WAEC Blames Exam Malpractices on Dubious Private School Owners

StudentAuthorities of the West African Examinations Council (WAEC) have accused some private school owners in the country of trafficking students illegally from one state to another for the purpose of writing the examination.
The council’s Registrar, Mr. Iyi Uwadiae, who made the accusation at the formal inauguration of WAEC Office Complex in Ado-Ekiti, the Ekiti State capital, lamented that the attitudes of private school owners have caused the noticeable loopholes in the conduct of examination by the council.
While calling on state governments to partner the council in the fight against examination malpractices, Uwadiae pointed out that the little cooperation the council has been receiving from some states had helped WAEC in abating the menace of examination malpractices in the country.
He hinted that the council has been able to sanitise the conduct of examinations in every nook and cranny of Nigeria, owing to its tenacious efforts that external candidates should be abolished.
The council however, praised the Ekiti State Government for complying with the WAEC’s order that registration of external students should be stopped.
He described Ekiti a front-liner among the States that had fought relentlessly to get rid of examination malpractices, saying the State had indeed displayed that it has zero-tolerance to the menace.

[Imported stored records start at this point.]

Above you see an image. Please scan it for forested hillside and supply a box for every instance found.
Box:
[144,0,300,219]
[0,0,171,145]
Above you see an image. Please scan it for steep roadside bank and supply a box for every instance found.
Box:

“Examination malpractice is a scourge this Council must fight at all costs. In doing this, all the stakeholders must join us because we cannot do it alone.
“Some private school owners used to recruit examinees from neighbouring states to write WAEC. We have been able to fight this because this form part of the ways through which our examinations are being compromised,” he said.
Governor Kayode Fayemi, who was represented by the Permanent Secretary in the Ministry of Education, Mrs. Bimpe Aderiye, said the mass failure being recorded annually in external examinations, was as a result of the dwindling fortunes of education in the country.
Fayemi commended the ‘war against examination malpractices in Ekiti State’, describing the measure as a good step in the right direction.

He said the state government had successfully wiped out ‘miracle centres’ in private and public schools, even as he hinted that about 100 schools had been renovated to boost learning.